2ème dimanche du temps de l'Avent (C)

Auteur: Philippe Henne
Date de rédaction: 6/12/15
Temps liturgique: Avent
Année liturgique : C

Saint Luc ne manque d’humour.  Il commence cet Evangile de façon solennelle.  Il annonce comme à coups de clairon tous les grands personnages de l’époque, à commencer par l’empereur, puis le gouverneur, puis tous les princes de la famille royale de l’époque, et sans oublier les grands-prêtes du Temple de Jérusalem.  Et tout ça pour quoi ? Pour nous dire que quelqu’un  crie dans le désert.  Franchement, en quoi cela nous concerne-t-il que quelqu’un crie dans le désert ? D’ailleurs, pour crier dans le désert, il ne faut pas être très intelligent, ni même tout à fait normal.  Crier dans le désert, ce n’est pas le meilleur moyen d’avoir du succès.

Et c’est à sans doute la première question : ‘est-ce que saint Luc veut nous parler du succès ? Est-ce qu’il veut nous donner les recettes du marketing et de la publicité ? Bien au contraire, il accumule tous les points négatifs : non seulement il parle du désert, mais ensuite il évoque la vallée du Jourdain.  Dans l’Antiquité, qui connaît la vallée du Jourdain ? Ah, la vallée du Nil, tout le monde connaît, mais la vallée du Jourdain, c’est comme la vallée de la Dyle, c’est joli, mais pas très connu à l’époque.  Enfin saint Luc atteint le sommet du manque de tact : il nous parle d’un baptême de conversion.  Qui a envie de se convertir ? Et de se convertir à quoi ? Pour quoi faire ?

 Et c’est là sans doute la grande leçon de cet Evangile : retrouver Dieu non pas là où il est, car il est partout, mais là où nous pouvons le recevoir.  Le désert, vous vous en souvenez, ce fut la grande expérience du peuple hébreu.  Après l’esclavage en Egypte, le peuple hébreu vécut quarante ans dans le désert, ce fut long, ce fut pénible, mais ce fut le vrai moment de la rencontre amoureuse entre le Seigneur et son peuple.  Ce souvenir est tellement beau que, quand le prophète Elisée est désespéré, poursuivi par la reine, menacé de mort, il se réfugie dans le désert et il marche vers le mont Horeb, vers le mont Sinaï, là où Dieu s’est révélé à son peuple.  C’est comme parfois dans un couple quand on repasse par les lieux de la première rencontre, pour retrouver l’essentiel de sa vie, c’est comme dans une communauté quand on se tait autour du Saint-Sacrement et où non essaie de retrouver l’essentiel de la vocation religieuse, la rencontre amoureuse avec Dieu. 

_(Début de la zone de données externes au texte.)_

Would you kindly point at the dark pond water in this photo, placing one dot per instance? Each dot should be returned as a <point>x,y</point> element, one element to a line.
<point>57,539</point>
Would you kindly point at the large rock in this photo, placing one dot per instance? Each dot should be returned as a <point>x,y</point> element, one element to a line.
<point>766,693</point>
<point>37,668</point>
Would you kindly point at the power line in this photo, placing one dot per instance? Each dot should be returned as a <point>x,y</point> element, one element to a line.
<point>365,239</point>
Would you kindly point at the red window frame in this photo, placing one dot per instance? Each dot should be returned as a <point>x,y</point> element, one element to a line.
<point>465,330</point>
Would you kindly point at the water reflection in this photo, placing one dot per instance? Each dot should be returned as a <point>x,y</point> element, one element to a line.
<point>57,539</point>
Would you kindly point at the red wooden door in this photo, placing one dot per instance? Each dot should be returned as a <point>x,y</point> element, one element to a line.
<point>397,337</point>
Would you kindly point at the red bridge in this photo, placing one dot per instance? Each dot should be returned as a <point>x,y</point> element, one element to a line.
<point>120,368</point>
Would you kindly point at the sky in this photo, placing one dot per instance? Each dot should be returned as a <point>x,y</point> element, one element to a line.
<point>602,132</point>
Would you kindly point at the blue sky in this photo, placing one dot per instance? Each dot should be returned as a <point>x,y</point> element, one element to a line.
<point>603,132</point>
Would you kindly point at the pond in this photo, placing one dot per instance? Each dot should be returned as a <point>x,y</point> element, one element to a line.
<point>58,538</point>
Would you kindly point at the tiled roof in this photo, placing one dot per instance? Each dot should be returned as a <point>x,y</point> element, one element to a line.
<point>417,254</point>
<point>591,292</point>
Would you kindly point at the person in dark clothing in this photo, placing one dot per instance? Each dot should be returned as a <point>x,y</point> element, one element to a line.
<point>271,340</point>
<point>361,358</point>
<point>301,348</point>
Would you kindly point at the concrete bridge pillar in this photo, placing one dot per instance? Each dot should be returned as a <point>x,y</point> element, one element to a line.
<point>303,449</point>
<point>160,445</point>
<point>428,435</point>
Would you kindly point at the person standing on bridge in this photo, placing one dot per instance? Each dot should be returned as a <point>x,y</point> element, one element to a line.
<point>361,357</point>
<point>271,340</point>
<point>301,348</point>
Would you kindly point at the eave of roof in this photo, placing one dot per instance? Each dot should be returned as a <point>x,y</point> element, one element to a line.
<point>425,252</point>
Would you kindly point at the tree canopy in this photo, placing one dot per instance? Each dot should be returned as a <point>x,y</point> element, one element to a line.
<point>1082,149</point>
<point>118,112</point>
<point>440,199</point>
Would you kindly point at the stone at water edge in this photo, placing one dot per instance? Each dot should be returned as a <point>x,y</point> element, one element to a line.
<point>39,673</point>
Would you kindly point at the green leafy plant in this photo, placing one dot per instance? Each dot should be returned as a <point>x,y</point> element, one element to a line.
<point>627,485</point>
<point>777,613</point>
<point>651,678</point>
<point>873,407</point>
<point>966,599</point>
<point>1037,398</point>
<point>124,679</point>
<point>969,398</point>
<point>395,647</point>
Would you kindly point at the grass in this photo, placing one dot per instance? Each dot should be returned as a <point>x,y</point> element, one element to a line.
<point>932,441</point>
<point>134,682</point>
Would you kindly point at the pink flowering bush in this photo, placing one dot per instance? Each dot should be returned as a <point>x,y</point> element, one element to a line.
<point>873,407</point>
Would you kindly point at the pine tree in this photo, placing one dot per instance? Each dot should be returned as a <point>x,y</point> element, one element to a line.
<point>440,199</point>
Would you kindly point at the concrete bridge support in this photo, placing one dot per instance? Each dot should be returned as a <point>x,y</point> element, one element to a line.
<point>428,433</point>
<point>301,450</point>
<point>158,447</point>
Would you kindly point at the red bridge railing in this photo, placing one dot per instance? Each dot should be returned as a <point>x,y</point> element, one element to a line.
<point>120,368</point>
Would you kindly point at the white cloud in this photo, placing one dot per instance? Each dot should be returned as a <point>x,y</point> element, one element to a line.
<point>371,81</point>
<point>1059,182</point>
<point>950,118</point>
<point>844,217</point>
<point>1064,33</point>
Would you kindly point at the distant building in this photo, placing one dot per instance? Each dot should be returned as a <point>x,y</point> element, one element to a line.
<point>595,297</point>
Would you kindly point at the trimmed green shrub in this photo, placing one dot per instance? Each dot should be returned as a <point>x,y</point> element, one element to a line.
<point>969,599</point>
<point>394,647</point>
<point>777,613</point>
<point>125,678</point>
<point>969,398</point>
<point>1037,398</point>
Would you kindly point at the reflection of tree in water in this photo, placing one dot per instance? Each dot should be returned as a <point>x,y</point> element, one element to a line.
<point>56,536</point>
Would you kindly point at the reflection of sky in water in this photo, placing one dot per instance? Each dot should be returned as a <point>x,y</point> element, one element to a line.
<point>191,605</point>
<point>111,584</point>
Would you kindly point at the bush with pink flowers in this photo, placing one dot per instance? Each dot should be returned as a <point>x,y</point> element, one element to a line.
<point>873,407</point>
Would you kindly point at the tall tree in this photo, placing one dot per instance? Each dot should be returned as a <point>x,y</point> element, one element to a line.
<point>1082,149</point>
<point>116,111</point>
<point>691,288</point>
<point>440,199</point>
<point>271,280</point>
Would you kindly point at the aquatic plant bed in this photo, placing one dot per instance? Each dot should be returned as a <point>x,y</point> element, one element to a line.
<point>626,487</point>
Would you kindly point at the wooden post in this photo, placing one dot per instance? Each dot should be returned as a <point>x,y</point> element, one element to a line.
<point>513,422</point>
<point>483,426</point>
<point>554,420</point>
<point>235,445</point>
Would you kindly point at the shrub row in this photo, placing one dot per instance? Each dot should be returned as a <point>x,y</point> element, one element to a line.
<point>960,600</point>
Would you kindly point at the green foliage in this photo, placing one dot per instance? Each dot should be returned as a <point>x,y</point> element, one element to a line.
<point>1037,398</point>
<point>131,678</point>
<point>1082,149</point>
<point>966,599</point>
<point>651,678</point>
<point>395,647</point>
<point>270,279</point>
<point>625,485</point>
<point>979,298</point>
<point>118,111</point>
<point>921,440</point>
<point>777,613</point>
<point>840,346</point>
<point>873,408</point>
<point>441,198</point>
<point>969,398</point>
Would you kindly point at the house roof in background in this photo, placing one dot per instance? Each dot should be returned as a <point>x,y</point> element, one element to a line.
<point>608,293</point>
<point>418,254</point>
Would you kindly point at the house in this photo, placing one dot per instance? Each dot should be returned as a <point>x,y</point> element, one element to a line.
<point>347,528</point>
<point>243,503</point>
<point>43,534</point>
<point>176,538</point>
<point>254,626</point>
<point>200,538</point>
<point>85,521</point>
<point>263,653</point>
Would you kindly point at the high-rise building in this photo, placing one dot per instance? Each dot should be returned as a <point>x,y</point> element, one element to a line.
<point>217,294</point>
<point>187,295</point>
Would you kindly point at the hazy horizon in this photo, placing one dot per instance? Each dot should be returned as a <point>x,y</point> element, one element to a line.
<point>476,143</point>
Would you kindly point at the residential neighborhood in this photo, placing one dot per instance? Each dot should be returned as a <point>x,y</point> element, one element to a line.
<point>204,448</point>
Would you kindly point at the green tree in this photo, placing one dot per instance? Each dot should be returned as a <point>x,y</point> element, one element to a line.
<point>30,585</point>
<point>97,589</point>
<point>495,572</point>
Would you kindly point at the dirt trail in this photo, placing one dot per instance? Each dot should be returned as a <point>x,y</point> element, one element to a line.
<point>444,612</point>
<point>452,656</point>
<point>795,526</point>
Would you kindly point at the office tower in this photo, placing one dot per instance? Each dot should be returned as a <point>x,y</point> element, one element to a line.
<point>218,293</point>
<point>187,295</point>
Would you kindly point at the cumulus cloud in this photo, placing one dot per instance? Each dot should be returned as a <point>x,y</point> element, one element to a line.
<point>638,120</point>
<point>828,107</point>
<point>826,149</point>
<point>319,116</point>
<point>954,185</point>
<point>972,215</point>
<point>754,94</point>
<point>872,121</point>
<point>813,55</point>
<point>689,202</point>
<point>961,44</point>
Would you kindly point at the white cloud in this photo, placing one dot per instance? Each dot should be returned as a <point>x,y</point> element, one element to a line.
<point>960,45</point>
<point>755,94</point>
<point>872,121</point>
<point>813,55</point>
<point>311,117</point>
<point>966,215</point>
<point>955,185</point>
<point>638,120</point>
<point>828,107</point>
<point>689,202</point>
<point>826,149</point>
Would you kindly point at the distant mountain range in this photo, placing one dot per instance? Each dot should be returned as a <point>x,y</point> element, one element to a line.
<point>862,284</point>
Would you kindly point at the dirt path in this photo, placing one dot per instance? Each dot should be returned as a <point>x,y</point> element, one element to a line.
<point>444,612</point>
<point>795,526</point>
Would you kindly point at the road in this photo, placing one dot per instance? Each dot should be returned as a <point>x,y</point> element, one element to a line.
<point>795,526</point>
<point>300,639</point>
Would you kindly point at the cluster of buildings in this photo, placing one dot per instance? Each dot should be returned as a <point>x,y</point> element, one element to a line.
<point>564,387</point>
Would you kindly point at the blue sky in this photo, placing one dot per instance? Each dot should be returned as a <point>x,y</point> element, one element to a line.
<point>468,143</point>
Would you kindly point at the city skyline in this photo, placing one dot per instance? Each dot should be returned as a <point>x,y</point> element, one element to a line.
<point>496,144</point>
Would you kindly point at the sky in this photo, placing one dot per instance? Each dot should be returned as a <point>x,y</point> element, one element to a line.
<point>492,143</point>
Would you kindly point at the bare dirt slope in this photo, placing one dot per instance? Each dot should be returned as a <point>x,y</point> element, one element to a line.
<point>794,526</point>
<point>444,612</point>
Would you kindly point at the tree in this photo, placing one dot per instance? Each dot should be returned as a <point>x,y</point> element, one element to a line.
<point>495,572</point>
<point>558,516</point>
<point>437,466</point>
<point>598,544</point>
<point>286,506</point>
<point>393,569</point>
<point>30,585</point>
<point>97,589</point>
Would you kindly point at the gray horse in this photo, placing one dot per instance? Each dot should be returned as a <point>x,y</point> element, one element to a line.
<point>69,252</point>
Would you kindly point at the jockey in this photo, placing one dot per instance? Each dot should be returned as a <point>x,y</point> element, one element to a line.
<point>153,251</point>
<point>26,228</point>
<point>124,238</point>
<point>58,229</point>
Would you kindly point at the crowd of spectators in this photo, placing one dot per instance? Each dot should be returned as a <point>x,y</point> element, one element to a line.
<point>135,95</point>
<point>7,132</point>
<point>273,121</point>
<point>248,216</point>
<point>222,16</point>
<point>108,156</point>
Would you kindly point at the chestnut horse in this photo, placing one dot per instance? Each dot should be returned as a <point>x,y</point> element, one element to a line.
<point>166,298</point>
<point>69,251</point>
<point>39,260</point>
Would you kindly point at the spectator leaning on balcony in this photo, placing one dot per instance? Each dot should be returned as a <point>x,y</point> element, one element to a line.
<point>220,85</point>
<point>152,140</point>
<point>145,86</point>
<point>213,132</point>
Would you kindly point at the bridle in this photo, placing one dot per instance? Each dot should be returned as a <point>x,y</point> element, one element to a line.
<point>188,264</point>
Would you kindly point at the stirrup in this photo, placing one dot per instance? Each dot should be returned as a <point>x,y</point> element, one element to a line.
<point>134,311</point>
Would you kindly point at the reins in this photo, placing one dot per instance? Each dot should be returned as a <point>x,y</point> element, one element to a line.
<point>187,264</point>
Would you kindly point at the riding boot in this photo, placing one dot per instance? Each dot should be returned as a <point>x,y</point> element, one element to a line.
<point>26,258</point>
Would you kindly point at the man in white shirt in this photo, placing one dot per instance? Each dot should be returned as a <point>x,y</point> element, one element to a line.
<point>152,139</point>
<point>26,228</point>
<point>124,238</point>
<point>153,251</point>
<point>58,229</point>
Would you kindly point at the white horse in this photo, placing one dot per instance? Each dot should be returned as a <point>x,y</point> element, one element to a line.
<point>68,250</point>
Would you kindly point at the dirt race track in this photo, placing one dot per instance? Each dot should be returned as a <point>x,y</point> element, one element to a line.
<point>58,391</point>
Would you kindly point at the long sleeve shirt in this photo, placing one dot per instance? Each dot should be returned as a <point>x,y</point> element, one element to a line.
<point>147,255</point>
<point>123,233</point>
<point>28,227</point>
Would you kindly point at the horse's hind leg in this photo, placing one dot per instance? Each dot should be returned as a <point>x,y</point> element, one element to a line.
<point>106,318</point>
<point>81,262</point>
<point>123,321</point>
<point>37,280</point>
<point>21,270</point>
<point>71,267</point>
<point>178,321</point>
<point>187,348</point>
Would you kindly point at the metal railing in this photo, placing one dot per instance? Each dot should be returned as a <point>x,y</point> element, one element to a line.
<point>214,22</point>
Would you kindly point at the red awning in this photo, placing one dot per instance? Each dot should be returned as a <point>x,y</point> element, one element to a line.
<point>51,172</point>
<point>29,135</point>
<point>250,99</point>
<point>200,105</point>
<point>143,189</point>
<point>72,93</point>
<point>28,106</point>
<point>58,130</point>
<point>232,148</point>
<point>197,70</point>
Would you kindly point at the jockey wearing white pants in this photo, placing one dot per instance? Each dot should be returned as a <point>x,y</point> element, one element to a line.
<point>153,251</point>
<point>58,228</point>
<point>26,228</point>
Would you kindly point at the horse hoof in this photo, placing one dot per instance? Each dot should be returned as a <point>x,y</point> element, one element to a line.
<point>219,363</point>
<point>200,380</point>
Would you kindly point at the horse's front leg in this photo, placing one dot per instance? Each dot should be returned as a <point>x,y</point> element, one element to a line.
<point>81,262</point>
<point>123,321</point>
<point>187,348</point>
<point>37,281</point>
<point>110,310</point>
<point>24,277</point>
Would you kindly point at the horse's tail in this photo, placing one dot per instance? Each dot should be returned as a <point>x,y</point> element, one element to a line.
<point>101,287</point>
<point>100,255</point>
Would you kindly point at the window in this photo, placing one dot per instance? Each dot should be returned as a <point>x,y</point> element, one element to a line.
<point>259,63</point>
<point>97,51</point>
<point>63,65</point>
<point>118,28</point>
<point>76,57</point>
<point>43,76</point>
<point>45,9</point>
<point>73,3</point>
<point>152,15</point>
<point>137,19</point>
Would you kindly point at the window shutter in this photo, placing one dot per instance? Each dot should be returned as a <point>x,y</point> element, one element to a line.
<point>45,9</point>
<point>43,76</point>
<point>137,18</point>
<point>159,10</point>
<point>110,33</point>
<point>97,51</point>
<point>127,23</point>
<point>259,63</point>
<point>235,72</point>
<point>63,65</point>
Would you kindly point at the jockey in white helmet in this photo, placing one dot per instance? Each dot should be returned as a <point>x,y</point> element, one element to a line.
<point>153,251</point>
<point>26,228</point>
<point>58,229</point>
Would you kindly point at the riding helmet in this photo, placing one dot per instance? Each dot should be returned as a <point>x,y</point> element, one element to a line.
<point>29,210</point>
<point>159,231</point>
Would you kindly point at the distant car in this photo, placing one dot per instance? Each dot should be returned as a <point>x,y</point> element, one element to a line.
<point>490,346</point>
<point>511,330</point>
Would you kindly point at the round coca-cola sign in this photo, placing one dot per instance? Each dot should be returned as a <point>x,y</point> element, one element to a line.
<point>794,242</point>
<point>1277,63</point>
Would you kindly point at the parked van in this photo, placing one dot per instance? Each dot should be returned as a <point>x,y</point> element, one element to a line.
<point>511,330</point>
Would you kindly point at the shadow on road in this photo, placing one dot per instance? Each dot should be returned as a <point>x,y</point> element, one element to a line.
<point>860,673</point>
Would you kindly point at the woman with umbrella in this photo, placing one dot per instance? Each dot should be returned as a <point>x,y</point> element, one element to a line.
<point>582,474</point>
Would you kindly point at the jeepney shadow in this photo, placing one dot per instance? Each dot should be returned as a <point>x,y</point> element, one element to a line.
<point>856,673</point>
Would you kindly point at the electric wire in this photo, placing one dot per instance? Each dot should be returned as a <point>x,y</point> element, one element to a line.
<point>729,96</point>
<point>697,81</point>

Et c’est une question qu’on pourrait se poser : qu’y a-t-il d’essentiel dans ma vie ? Et je vous propose un exercice personnel, secret : posez-vous la question de savoir ce que vous emmèneriez si vous deviez vivre sur une île déserte ? Quel serait l’objet qui vous nourrirait, vous soutiendrait spirituellement dans une telle épreuve de solitude ? Car ce n’est pas par hasard que le peuple hébreu a connu l’épreuve du désert après l’esclavage de l’Egypte.  Eh oui, pour rencontrer Dieu, il faut se libérer de tout ce qui nous retient esclave : les mots croisés, le journal télévisé, la réunion de bridge ou le match de tennis, tout ce qui nous empêche d’accueillir l’autre, d’accueillir Dieu.  Aplanir la route devant Dieu, cela veut les débarrasser, nous débarrasser de tout ce qui nous encombre et nous empêche de recevoir le Bien-aimé.

Ce que, moi, personnellement, j’emmènerai sur une île déserte, c’est le livre de prières.  Ce serait pour pouvoir lire la Parole de Dieu en même temps que les autres, pour pouvoir prier Dieu avec toute l’Eglise.  Car nous ne sommes jamais seuls dans la prière.  Dieu est là qui nous écoute et le peuple de Dieu est là, avec nous, autour de nous, qui prie avec nous.  Alors, partons dans le désert, libérons-nous des objets encombrants dans notre vie et laissons la place tout entière libre pour le Bien-aimé, car il va venir.